Fig. 6: Experimental results.

Simultaneous estimations of N_ph = 15 different pairs of phases using Bayesian adaptive protocol. Quadratic loss is averaged for each phase over \({N}_{\exp }=100\) independent runs. a Comparison between overall quadratic loss \(L({\boldsymbol{\phi} },\hat{{\boldsymbol{\phi} }})\) (red dots) and \({\rm{Tr}}[{({{\mathcal{F}}}_{\exp })}^{-1}]/N\) (red solid line). The performances are in agreement with the numerical simulations. Red shaded regions represents the one-standard deviation interval where \(L({\boldsymbol{\phi} },\hat{{\boldsymbol{\phi} }})\) can be found. b Analysis of diagonal elements of CRB by comparing quadratic loss relative to the single phase of the estimated pair \(L({\phi }_{i},\hat{{\phi }_{i}})\) (with i = 1, 2) (blue triangles) and \({\rm{Tr}}[{({{\mathcal{F}}}_{\exp })}^{-1}]/(2N)\) (blue solid line).
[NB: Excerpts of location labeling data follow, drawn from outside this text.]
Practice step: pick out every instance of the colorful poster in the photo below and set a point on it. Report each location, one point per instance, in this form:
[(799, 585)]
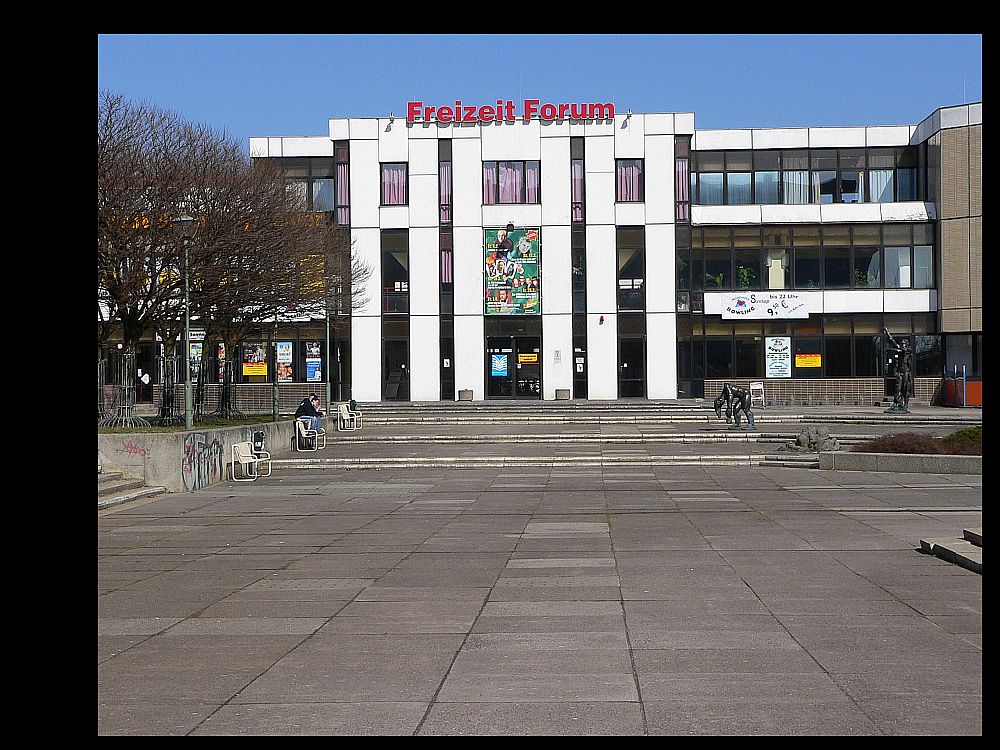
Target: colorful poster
[(777, 356), (512, 263), (283, 356), (255, 359), (314, 366), (765, 305), (498, 365)]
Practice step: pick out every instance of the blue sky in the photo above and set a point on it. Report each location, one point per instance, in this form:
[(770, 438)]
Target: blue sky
[(257, 85)]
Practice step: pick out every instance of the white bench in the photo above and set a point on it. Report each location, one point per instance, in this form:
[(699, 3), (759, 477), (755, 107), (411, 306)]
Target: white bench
[(347, 420), (249, 462), (306, 436)]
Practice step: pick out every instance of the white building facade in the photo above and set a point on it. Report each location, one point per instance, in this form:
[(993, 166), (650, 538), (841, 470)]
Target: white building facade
[(642, 239)]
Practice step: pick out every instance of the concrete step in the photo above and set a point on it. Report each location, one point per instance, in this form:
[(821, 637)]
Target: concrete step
[(957, 551), (104, 477), (475, 462), (733, 436), (124, 496), (115, 486)]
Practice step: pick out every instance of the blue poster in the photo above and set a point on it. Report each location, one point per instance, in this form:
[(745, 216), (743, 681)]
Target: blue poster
[(498, 364), (314, 372)]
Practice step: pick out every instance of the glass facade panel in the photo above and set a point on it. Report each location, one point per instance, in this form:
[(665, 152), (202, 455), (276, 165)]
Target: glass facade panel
[(739, 188), (765, 187), (837, 361), (837, 267), (897, 268), (710, 188), (807, 268), (747, 268), (778, 268), (923, 267)]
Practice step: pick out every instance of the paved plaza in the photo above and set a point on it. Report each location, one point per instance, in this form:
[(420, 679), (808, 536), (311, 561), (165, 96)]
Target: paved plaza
[(560, 600)]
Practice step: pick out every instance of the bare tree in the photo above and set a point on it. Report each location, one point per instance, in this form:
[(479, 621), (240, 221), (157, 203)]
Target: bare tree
[(256, 252)]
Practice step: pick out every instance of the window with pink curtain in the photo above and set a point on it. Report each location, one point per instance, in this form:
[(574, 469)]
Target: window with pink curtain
[(682, 185), (394, 184), (489, 182), (343, 203), (532, 182), (444, 183), (629, 182), (509, 181), (576, 189)]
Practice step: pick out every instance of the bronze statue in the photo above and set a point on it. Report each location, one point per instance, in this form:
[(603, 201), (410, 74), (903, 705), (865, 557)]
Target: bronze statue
[(904, 373), (736, 400)]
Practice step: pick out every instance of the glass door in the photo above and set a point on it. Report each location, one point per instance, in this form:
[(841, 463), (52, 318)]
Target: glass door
[(632, 368)]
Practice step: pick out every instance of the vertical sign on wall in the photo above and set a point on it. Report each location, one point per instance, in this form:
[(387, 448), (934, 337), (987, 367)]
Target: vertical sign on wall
[(283, 356), (314, 365), (777, 357), (512, 263)]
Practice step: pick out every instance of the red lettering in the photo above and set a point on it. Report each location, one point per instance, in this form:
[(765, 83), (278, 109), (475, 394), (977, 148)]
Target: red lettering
[(602, 111)]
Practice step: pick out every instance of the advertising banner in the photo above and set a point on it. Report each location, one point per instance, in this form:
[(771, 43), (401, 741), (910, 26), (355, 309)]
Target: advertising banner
[(498, 365), (764, 305), (512, 263), (255, 359), (808, 360), (777, 357), (314, 366), (283, 356)]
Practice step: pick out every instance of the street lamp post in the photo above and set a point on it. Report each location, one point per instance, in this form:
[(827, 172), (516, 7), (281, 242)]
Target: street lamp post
[(185, 226)]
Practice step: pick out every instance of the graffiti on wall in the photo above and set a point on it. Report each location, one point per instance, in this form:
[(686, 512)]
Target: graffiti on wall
[(134, 449), (202, 463)]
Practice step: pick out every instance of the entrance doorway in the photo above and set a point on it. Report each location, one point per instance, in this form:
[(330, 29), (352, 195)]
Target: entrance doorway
[(632, 368), (513, 367)]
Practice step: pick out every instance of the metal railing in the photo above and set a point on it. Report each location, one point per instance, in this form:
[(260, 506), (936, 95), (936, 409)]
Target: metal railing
[(118, 392)]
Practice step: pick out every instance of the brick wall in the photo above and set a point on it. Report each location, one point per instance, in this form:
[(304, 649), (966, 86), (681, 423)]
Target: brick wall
[(832, 391)]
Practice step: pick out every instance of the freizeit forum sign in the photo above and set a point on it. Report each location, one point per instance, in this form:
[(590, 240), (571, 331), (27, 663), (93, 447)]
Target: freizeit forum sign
[(506, 111)]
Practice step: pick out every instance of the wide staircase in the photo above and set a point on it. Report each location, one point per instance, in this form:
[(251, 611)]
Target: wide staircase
[(594, 433)]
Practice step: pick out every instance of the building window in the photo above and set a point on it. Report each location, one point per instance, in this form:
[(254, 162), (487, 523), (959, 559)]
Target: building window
[(631, 268), (629, 181), (511, 182), (395, 271), (394, 184), (682, 179)]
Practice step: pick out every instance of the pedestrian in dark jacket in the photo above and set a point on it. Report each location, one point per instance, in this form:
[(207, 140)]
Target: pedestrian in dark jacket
[(309, 409)]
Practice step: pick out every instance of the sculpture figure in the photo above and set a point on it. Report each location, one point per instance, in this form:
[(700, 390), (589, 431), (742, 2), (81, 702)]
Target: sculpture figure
[(904, 373), (736, 400)]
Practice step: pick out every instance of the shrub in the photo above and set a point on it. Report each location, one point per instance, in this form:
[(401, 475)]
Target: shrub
[(968, 442), (903, 442)]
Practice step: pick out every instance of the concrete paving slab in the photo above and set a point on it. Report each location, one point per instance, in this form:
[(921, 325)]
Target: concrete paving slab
[(537, 719), (709, 588), (311, 719)]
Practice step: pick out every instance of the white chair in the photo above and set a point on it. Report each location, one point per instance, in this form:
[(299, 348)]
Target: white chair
[(306, 438), (347, 420), (249, 462)]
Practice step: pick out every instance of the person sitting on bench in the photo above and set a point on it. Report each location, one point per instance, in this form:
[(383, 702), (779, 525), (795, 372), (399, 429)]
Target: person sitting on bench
[(309, 408)]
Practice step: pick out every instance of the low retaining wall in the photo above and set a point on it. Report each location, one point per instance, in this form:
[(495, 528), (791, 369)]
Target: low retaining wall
[(830, 391), (903, 463), (187, 461)]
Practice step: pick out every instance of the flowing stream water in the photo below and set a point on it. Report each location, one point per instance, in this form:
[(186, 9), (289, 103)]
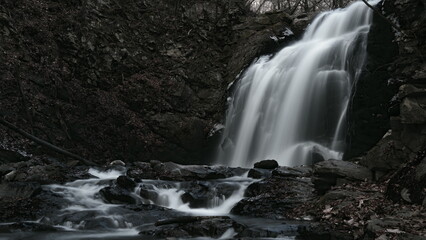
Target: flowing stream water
[(292, 106)]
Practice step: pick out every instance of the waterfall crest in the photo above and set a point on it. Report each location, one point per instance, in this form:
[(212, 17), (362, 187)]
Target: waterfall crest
[(292, 107)]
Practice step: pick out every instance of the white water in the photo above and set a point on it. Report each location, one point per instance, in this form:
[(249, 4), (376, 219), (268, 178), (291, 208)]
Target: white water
[(217, 206), (294, 104)]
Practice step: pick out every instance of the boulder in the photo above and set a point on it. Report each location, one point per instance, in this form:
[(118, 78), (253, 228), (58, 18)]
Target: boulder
[(266, 164), (126, 182), (342, 169), (408, 183), (19, 190), (115, 194), (197, 194), (387, 155), (26, 227), (258, 173), (301, 171), (7, 156), (336, 172), (175, 172), (274, 197), (193, 226), (413, 110)]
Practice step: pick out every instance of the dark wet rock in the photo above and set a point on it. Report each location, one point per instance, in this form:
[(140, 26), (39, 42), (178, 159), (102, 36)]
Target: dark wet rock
[(126, 182), (150, 93), (203, 194), (408, 183), (116, 194), (26, 227), (301, 171), (274, 197), (387, 155), (176, 172), (369, 116), (7, 156), (258, 173), (336, 172), (35, 171), (197, 194), (19, 190), (188, 227), (141, 170), (345, 169), (266, 164), (148, 192), (321, 231), (117, 163)]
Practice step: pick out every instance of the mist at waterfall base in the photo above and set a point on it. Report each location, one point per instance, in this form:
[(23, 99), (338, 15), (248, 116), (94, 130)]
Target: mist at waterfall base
[(292, 106), (285, 107)]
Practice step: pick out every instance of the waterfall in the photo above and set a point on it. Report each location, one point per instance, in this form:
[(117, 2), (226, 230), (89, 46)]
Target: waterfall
[(292, 106)]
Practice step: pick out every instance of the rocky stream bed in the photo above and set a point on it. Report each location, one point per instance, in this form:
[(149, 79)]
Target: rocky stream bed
[(332, 200)]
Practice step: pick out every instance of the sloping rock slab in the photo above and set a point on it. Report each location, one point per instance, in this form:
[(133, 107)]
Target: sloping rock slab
[(336, 172), (193, 226), (175, 172), (339, 168)]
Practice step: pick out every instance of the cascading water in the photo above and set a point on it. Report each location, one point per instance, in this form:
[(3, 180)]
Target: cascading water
[(293, 105)]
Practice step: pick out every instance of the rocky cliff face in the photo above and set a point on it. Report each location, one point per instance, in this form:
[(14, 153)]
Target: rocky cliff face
[(134, 80)]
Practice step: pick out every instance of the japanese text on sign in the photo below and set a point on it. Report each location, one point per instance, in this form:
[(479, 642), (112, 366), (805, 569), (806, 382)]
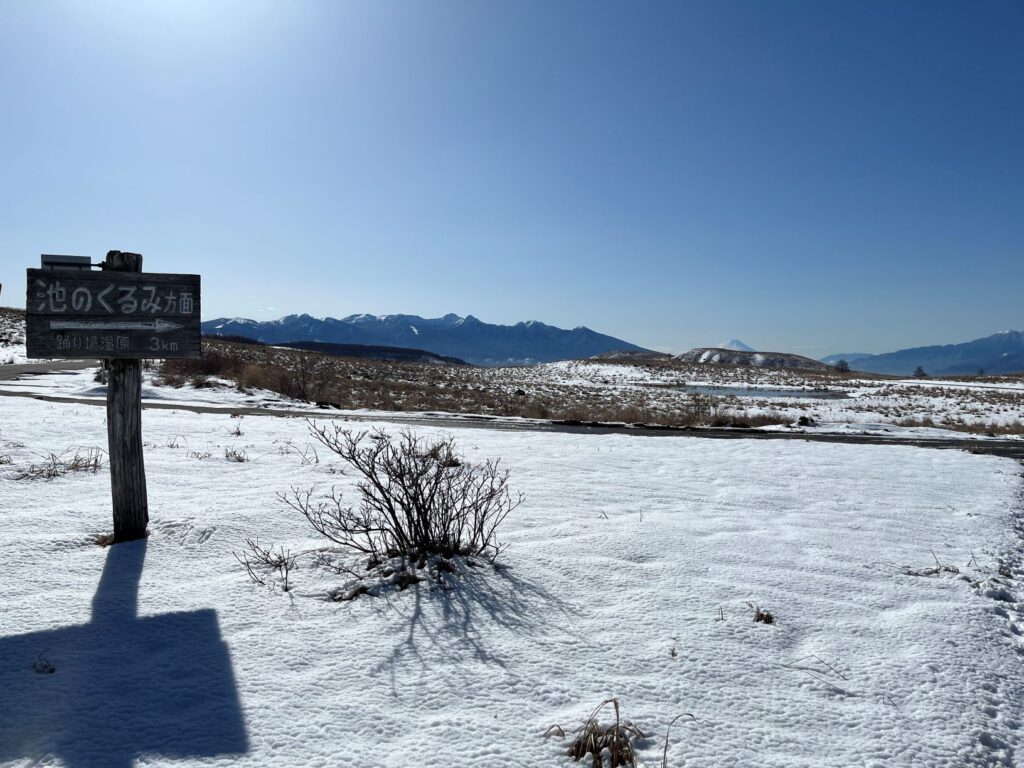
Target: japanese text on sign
[(52, 297)]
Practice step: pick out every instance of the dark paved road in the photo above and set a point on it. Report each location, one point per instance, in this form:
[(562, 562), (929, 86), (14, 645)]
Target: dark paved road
[(12, 372), (1008, 449)]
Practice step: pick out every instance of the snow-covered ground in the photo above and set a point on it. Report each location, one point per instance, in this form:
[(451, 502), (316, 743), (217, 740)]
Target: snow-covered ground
[(629, 572), (83, 384), (11, 337)]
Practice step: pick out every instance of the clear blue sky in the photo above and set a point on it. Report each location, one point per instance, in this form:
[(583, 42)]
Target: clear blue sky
[(807, 176)]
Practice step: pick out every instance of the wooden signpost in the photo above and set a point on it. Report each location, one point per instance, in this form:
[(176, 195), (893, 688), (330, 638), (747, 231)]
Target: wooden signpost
[(121, 314)]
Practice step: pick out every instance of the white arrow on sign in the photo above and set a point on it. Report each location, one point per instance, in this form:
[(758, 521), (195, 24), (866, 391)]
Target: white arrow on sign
[(157, 326)]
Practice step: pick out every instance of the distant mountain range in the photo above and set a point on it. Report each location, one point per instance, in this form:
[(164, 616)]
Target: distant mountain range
[(466, 338), (998, 353), (723, 356)]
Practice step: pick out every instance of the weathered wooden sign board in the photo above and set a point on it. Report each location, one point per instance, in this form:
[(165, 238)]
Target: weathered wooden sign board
[(89, 314), (121, 314)]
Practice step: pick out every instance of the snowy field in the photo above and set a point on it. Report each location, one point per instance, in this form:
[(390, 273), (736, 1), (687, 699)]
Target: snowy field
[(11, 337), (629, 573)]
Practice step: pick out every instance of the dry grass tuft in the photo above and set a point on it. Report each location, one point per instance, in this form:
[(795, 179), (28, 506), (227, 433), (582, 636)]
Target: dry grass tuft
[(56, 465), (615, 739)]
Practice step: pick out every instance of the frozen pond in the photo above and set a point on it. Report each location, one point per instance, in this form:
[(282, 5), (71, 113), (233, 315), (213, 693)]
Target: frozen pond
[(714, 391)]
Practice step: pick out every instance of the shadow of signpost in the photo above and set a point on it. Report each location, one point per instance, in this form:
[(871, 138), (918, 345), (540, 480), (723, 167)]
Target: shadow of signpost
[(121, 686)]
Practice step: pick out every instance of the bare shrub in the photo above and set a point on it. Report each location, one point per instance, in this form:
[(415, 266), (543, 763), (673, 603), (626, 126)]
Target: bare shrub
[(592, 738), (233, 455), (260, 562), (761, 615), (55, 465), (419, 501)]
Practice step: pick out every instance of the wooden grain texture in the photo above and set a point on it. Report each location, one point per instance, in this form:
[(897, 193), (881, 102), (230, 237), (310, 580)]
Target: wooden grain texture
[(124, 431), (124, 437)]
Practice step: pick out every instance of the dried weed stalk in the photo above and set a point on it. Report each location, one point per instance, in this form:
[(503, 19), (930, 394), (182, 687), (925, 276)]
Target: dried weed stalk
[(55, 465), (593, 739)]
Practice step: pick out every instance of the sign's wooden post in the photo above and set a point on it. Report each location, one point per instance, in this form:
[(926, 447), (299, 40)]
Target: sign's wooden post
[(121, 314), (124, 429)]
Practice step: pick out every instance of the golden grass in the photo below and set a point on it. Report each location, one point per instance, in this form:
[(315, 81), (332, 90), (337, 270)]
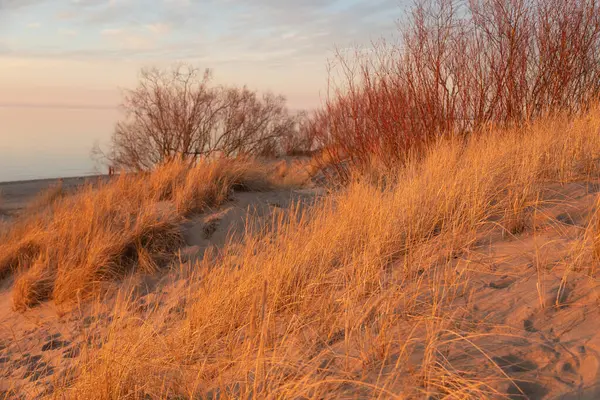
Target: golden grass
[(67, 247), (354, 298)]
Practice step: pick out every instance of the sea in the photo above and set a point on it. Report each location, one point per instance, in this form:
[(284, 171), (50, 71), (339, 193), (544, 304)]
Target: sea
[(40, 142)]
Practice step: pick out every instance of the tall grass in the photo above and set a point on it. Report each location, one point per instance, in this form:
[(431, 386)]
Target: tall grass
[(356, 297), (68, 247)]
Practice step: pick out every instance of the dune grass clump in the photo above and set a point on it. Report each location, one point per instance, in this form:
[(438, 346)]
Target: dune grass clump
[(361, 297), (69, 246)]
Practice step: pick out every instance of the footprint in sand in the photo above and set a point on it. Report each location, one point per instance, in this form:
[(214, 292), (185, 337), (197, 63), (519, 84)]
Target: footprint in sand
[(36, 368), (53, 342)]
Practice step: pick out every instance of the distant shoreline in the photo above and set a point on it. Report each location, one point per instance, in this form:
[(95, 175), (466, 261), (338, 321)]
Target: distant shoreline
[(41, 180)]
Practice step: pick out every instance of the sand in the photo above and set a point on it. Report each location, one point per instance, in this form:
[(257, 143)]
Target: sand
[(538, 318)]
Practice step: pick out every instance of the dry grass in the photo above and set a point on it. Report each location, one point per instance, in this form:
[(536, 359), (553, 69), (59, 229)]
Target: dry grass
[(67, 247), (356, 298)]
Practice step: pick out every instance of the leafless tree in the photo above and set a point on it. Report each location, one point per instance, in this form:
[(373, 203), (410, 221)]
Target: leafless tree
[(460, 65), (177, 114)]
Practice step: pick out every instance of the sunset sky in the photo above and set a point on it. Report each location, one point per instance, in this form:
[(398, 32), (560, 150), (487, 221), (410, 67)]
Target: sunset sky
[(78, 52)]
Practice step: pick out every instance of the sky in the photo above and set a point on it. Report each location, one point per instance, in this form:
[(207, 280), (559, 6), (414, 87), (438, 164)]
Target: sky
[(63, 63), (78, 53)]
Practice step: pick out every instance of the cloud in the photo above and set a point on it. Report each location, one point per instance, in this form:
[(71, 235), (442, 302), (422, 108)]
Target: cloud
[(158, 28), (112, 32), (67, 32)]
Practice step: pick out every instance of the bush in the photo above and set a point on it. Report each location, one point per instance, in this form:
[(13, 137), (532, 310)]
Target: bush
[(176, 114), (461, 65)]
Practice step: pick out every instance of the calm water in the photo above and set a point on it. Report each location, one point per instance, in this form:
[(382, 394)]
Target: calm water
[(51, 142)]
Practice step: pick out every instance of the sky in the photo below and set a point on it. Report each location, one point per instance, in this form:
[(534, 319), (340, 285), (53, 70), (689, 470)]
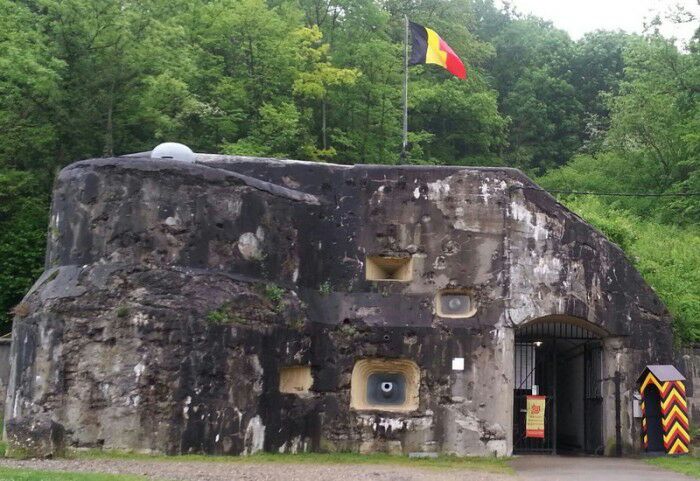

The algorithm shows symmetric optimal performances for estimation of both parameters, by using the same amount of resources. This feature is highlighted by the inset panel, where the ratio \(\Delta L({\boldsymbol{\phi} },\hat{{\boldsymbol{\phi} }})\) between the difference of the two estimations and the bound value is reported. c, Analysis of phase correlations by comparing off-diagonal terms of \({{\mathcal{F}}}_{\exp }^{-1}\) (see Supplementary Note 4) and \({[{({{\mathcal{F}}}_{\exp })}^{-1}]}_{12}/N\) (green solid line). d Estimation of convergence time (τ_N) to CRB. The value can be estimated by fitting the distance between the averaged \(L({\boldsymbol{\phi} },\hat{{\boldsymbol{\phi} }})\) and CRB, after N > 2. The adopted fit function is \(a+b\exp (-N/{\tau }_{N})\), with \(a,b,{\tau }_{N}\in {\mathbb{R}}\) the fitting parameters, leading to τ_N = 5.6. The choice of this function is performed to provide a reasonable estimation of τ_N, as the number of probes necessary to approach the CRB.